In 1988, the last year of the Reagan Administration, there were 15.9 assaults for every 100 sworn law enforcement officers according to the FBI.
In 2000, at the end of the Clinton Administration, there were 12.7 assaults for every 100 officers. By the end of the Bush Administration that number fell further to 11.3. Under Obama in 2014, the most recent year for which the FBI has data, that number further fell to 9.0.
One area where the numbers are a little murkier is ambush attacks like the Dallas shooting, where killing police officers is the sole intent of the crime. These are generally very rare, with the number of officers dying in these attacks each year in the single or double digits.

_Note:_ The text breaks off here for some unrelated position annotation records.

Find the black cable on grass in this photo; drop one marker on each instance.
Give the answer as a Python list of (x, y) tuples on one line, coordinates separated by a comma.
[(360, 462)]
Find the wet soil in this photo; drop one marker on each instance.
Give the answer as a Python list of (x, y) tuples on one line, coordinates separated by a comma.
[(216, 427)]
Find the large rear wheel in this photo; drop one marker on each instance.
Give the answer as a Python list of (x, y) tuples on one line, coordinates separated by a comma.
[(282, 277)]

But they have become slightly more common: during George H.W. Bush's Administration (the first administration for which the FBI provides complete data) roughly eight officers died in ambush attacks each year. That rose to nine under Clinton, and 10 per year under George W. Bush and Obama (to the end of 2014).

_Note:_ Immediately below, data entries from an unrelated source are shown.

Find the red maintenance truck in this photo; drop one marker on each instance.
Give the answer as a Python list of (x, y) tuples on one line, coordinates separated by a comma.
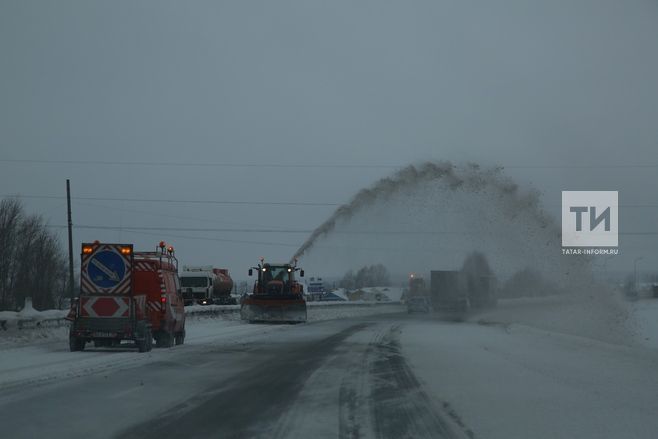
[(127, 295)]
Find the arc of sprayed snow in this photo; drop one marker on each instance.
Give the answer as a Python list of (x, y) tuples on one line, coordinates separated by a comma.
[(406, 177), (412, 176)]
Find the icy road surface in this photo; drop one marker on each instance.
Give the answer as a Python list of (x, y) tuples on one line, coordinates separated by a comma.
[(386, 376)]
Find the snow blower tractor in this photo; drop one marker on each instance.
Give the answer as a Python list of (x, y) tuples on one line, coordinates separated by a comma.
[(276, 297)]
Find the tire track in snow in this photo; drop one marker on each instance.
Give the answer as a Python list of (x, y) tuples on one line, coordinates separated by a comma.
[(400, 407)]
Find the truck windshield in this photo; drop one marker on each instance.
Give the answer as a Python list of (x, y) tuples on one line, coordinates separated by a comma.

The small numbers here make these attacks no less tragic - one dead police officer is too many, regardless of the cause. But they have to be understood in the context of a striking overall improvement in officer safety.
It's tempting to place credit or blame for these figures with whichever president happened to be in charge at the time, as many conservatives have done in recent days. But in reality police officer safety is much more closely connected to broader social trends than to who happens to be sitting in the White House.
Since the early 1990s, for instance, violent crime has plummeted. Motor vehicles have become much safer. States have passed laws making the roadways safer for police. All of these factors have contributed to the dramatic drop on police fatality rates, from all causes, that we've seen over the past few decades.